In this paper by Cassou-Nogues which is on an aspect of the mathematical philosophy of Cavailles he quotes the mathematician Hilbert (a colloborator of Einstein in Gottingen)
...We find ourselves in agreement with the philosophers, especially with Kant. Kant already taught - and indeed it is part and parcel of his doctrine - that mathematics has at its disposal a content secured independently of all logic and hence can never be provided by a foundation by means of logic alone; that is why the efforts of Frege and Dedekind were bound to fail
Since
Rather as a condition for the use of logical inferences and the performance of logical operations, something must be given to our faculty of representation, certain extra logical concrete objects that are intuitively present as immediate experience prior to all thought.
(In Kantian terms, his immediate experience is pure intuition; and thought is that thought after the apperception of unity; and after the synthesis of the intuition - and this carried out in the Imagination)
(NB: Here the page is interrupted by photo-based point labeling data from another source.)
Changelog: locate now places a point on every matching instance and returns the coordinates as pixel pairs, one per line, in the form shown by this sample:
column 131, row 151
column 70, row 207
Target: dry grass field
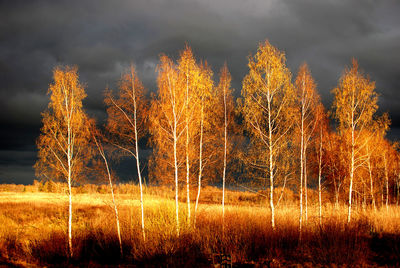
column 33, row 232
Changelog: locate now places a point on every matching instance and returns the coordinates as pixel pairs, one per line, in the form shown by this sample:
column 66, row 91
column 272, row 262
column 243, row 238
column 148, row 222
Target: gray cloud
column 103, row 37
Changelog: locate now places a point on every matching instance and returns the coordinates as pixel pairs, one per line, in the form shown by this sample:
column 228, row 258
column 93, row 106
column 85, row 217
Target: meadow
column 33, row 230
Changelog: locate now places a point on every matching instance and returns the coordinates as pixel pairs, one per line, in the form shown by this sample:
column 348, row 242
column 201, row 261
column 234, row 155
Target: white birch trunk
column 200, row 159
column 224, row 170
column 319, row 177
column 101, row 151
column 137, row 153
column 271, row 171
column 187, row 147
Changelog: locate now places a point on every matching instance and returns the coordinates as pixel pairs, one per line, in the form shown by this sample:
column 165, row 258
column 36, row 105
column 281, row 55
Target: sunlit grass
column 33, row 231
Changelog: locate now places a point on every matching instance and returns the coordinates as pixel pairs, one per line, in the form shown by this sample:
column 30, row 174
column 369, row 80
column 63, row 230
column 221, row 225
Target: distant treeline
column 277, row 134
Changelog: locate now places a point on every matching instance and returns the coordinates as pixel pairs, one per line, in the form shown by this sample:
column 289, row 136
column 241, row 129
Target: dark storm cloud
column 103, row 37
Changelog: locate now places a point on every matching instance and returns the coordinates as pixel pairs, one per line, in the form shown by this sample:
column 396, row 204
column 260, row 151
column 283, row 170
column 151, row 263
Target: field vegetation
column 308, row 185
column 33, row 230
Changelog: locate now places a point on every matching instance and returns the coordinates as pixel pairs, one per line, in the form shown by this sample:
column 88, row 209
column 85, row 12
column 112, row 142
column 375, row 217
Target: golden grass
column 33, row 232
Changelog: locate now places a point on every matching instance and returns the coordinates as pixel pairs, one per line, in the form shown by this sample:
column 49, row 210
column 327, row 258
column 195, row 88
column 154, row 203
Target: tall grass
column 33, row 232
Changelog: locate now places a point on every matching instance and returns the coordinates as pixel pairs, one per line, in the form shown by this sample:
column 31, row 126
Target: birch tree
column 307, row 102
column 267, row 95
column 97, row 137
column 189, row 78
column 168, row 124
column 126, row 122
column 354, row 107
column 205, row 100
column 63, row 142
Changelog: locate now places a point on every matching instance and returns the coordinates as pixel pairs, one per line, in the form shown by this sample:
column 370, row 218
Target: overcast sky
column 103, row 37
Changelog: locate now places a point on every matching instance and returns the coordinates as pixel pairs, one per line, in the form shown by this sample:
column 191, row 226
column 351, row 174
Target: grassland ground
column 33, row 232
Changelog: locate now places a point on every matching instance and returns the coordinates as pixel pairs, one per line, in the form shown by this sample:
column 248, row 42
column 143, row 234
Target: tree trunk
column 301, row 178
column 200, row 160
column 70, row 216
column 319, row 178
column 305, row 185
column 187, row 148
column 387, row 183
column 271, row 170
column 371, row 183
column 224, row 170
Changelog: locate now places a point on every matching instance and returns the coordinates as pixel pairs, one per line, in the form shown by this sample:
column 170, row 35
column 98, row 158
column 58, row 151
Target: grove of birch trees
column 275, row 136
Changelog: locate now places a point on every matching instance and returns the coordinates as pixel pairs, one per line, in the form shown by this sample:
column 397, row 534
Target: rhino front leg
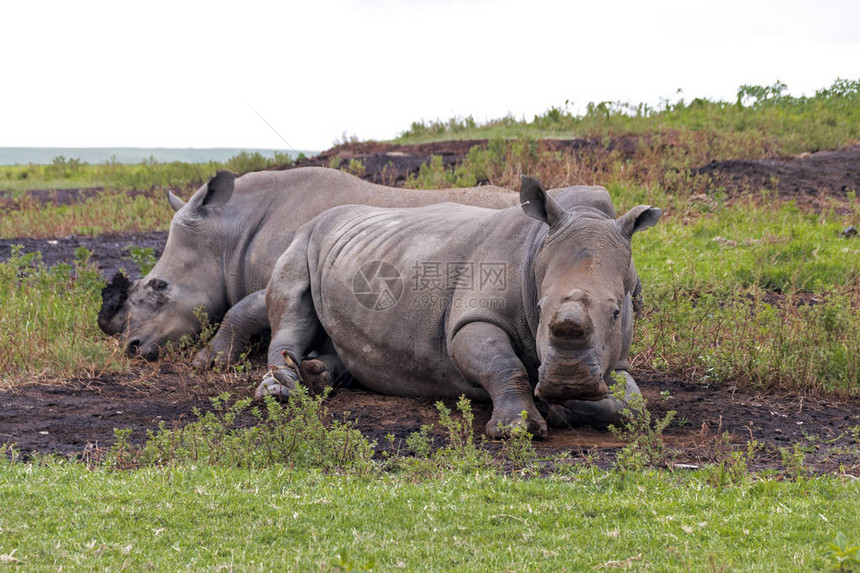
column 485, row 357
column 599, row 413
column 244, row 320
column 296, row 330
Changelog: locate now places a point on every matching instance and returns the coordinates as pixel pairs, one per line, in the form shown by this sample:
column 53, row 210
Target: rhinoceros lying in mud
column 449, row 299
column 223, row 244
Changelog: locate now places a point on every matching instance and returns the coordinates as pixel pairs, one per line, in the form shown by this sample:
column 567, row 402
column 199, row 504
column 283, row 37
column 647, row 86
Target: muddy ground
column 68, row 415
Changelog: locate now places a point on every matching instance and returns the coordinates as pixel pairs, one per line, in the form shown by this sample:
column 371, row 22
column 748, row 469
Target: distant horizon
column 38, row 155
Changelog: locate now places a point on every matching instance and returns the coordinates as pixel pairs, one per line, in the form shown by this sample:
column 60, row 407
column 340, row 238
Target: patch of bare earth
column 68, row 415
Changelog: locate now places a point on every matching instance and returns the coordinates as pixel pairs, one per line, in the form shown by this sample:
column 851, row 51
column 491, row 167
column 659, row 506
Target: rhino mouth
column 114, row 295
column 571, row 375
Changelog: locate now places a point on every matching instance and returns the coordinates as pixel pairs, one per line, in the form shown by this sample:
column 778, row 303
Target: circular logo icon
column 377, row 285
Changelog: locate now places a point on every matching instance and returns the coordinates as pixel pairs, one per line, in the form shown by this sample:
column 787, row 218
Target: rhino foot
column 315, row 375
column 599, row 413
column 279, row 382
column 501, row 424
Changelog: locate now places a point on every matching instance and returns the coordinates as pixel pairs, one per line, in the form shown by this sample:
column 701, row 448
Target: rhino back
column 267, row 208
column 397, row 342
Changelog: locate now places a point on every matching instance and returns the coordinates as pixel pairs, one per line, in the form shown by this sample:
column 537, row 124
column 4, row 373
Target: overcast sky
column 191, row 74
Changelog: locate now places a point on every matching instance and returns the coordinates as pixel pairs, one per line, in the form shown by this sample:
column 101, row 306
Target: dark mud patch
column 69, row 416
column 810, row 176
column 110, row 251
column 392, row 164
column 14, row 201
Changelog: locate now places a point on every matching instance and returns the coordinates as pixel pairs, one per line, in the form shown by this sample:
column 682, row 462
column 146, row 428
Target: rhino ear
column 638, row 218
column 175, row 202
column 538, row 205
column 216, row 192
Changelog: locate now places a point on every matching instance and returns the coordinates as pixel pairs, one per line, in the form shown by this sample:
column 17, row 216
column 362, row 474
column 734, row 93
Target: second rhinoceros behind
column 449, row 300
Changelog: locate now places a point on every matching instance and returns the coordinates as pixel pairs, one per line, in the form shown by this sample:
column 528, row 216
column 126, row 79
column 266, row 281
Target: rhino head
column 584, row 282
column 160, row 307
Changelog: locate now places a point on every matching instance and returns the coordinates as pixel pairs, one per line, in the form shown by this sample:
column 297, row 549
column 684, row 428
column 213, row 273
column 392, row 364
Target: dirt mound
column 392, row 164
column 816, row 175
column 110, row 250
column 67, row 416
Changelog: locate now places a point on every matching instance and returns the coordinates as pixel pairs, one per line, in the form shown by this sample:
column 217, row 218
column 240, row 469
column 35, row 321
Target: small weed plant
column 143, row 258
column 843, row 556
column 296, row 433
column 644, row 436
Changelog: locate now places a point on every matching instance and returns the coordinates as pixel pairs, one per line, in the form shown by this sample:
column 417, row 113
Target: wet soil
column 69, row 415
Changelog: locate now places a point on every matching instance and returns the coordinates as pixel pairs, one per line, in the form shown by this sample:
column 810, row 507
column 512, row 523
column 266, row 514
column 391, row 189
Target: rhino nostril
column 132, row 348
column 571, row 329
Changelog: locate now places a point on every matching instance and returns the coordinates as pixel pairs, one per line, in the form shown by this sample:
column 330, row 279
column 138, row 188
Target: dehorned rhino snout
column 571, row 321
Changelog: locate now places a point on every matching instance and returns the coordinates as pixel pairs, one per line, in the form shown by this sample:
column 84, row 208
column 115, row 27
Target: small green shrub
column 296, row 433
column 645, row 446
column 142, row 257
column 843, row 556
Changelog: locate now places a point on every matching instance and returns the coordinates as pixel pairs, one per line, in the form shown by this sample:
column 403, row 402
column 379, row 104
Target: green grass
column 61, row 515
column 73, row 173
column 108, row 211
column 763, row 120
column 48, row 324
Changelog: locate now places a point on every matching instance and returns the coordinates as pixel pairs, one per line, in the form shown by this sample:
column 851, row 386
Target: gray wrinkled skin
column 556, row 329
column 223, row 244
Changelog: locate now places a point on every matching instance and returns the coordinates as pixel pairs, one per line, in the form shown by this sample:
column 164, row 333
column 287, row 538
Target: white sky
column 167, row 73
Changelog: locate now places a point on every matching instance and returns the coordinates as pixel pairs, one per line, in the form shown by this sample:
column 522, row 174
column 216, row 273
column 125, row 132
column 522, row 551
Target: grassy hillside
column 763, row 120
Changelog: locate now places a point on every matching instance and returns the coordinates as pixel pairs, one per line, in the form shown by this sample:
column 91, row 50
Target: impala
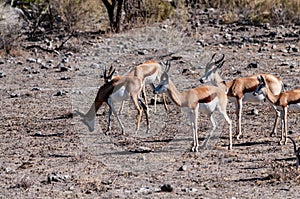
column 283, row 101
column 148, row 73
column 241, row 89
column 116, row 89
column 204, row 98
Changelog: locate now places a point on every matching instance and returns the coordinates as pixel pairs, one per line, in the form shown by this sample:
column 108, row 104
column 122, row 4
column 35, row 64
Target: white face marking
column 150, row 79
He's claiming contra the Fregean programme which insisted that mathematical propositions were always reduced to logic, that is in Kants language, are analytic and in character are a priori; that they are in fact synthetic.
This Kantian influence on Hilbert I find surprising as I have associated the name of Hilbert with the formalist programme; and Kant with Brouwer's Intuitionism - which in some ways were in opposition.
Is there a more pronounced influence of Kant on the Formalist programme? Apart from the one here where he uses Kantian thought to demonstrate why the Fregean programme - in strict terms, and in this sense - was bound to fail; and it seems post-hoc.
(This is not to say that the Fregean programme wasn't important in other ways).